Leica’s very useful owners’ area, which has been AWOL for several months, is now again up and running. You can add all those cameras and lenses you’ve added to your collection since the site went down for reconstruction.
There’s a completely new look and you will find it easier to list your Leica products. You can now add cameras and lenses from third-party manufacturers — an important move in view of the continuing success of the L-Mount Alliance. I’ve already earmarked a spot for my sole (so far) Sigma lens, the 45mm f/2.8 Contemporary.
The owners’ area is invaluable as a place to record serial numbers and purchase details, acting as a useful insurance inventory in case of theft.
You can upload photographs of your own lenses and cameras to add a personal touch. Again, this can help insurance assessors.
Since almost every Leica product back to the year dot is on file, you can easily store details of vintage equipment. If you have a large collection (which I don’t) it can be useful to browse through and remind yourself of what items are lurking in cobweb-festooned drawers.
However, make sure you give the login details to your spouse or partner, of course, and leave a note to implore them not sell your stuff for the price you mentioned when you dragged yet another innocent-looking Leica box through the front door.
The central database checks to ensure that there are no duplicate serial numbers. It’s important to check the digits carefully if you do get a rejection. If by any chance you acquired a camera or lens from the back of a van, it’s quite possible that the registration will fail since it could already be on the original owner’s list. But there are more innocent reasons for rejection.
From the owner’s point of view, of course, registering purchases is important since an attempt to re-register stolen equipment will raise a flag.
In many cases, however, the previous owner of a legitimately purchased item will simply have failed to remove it from the Leica Owners’ Area. This is especially likely when owners sell out all their Leica gear. Or, perhaps, when that spouse gathers everything together and sells it to a reputable Leica dealer.
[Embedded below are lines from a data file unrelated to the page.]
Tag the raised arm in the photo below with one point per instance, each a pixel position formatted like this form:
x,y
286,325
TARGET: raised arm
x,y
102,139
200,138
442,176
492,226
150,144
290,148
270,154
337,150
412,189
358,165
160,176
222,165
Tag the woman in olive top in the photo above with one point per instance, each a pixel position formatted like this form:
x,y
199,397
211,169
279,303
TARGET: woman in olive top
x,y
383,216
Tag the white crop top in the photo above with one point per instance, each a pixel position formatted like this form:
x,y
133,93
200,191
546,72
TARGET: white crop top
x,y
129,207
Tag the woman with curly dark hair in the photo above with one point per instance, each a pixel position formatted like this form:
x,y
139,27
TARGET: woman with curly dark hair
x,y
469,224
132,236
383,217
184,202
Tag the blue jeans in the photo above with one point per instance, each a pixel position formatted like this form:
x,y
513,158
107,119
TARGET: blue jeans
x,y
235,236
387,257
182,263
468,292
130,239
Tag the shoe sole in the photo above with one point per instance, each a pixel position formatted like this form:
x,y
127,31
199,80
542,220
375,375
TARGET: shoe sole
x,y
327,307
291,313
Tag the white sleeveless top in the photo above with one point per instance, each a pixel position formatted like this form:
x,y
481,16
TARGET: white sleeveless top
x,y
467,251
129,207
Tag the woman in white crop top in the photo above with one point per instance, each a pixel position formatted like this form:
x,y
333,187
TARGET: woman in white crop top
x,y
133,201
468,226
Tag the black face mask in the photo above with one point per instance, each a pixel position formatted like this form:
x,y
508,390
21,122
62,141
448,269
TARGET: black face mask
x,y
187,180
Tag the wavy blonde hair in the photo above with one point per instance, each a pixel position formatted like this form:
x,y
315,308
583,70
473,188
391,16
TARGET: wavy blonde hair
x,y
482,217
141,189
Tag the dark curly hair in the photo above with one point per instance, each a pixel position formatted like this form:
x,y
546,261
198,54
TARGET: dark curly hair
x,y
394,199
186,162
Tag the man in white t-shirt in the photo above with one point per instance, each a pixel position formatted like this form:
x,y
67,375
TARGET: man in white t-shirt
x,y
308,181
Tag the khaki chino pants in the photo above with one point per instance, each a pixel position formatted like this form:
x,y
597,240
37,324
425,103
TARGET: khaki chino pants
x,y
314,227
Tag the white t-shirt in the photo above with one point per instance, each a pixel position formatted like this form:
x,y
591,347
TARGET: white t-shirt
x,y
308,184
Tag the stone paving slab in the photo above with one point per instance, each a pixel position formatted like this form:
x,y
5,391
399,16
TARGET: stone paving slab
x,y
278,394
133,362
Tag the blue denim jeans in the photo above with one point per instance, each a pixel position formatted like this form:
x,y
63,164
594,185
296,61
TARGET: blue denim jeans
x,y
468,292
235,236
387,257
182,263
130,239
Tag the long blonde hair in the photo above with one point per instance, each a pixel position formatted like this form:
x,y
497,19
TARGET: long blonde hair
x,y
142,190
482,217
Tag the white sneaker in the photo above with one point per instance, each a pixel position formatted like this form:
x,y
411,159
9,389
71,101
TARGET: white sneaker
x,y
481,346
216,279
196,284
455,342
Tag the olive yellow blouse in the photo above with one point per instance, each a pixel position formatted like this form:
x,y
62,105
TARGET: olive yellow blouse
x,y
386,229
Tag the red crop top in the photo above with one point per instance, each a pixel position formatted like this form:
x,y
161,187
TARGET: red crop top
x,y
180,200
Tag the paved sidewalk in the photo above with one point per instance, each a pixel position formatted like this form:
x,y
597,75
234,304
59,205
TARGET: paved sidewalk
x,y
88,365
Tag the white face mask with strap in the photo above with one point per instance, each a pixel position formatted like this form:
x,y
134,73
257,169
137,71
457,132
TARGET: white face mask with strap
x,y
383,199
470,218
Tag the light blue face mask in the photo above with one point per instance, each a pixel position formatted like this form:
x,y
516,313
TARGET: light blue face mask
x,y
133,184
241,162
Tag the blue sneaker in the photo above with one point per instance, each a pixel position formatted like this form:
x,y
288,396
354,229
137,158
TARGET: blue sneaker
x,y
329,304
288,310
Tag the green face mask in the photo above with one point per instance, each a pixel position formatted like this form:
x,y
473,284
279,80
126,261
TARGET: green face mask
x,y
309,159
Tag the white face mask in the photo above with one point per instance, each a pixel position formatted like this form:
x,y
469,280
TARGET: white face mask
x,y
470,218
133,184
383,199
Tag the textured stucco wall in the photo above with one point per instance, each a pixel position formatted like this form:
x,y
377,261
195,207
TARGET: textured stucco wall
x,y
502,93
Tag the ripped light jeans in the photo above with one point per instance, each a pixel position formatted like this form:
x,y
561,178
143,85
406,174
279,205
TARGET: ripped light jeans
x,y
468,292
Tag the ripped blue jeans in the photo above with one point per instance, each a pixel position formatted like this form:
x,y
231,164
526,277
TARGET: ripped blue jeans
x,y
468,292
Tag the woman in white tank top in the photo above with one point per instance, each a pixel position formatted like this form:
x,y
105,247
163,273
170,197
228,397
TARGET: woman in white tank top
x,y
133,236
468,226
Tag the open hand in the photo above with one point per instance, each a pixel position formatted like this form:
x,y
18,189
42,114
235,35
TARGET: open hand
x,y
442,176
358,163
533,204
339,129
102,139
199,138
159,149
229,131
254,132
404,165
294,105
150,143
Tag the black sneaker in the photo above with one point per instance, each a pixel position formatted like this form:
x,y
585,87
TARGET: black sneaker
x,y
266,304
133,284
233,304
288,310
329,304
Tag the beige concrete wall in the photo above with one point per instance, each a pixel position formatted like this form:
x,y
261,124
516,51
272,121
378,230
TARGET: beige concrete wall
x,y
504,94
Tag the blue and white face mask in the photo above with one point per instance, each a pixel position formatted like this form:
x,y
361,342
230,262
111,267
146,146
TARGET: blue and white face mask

Finding something I purchased is already registered has happened to me on a few occasions in the past. But there has always been an innocent explanation.
If you do find that your new pre-owned camera or lens is flagged as previously registered, all is not lost. Write to Leica at email@example.com, attaching proof of purchase. If the database controllers are happy with the explanation they will remove the block so you can go ahead and register.
If you have used the Owners’ Area in the past you will need to reset your password, which is easily done. However, in my case, the previous log-in was a single word and not an email address which is now obligatory. It took me several attempts with various email addresses until I found one that matched the records.
The new site is very visual, with blocks to hold all items of equipment. This is fine as far as it goes, but I would like to see a few improvements. It would be useful to add specific fields for the purchase price and current valuation rather than having to remember to include such facts in the INFO text box.
Finally, the ability to call up a list view, perhaps sortable on individual criteria, and then print the list, would please many owners. I’ve written to Leica to make these suggestions and I will report back on developments.
I would urge all readers who own Leica equipment to set up an account and register their cameras and lenses as soon as possible. The new site makes it much easier to manage your records and it will offer some peace of mind.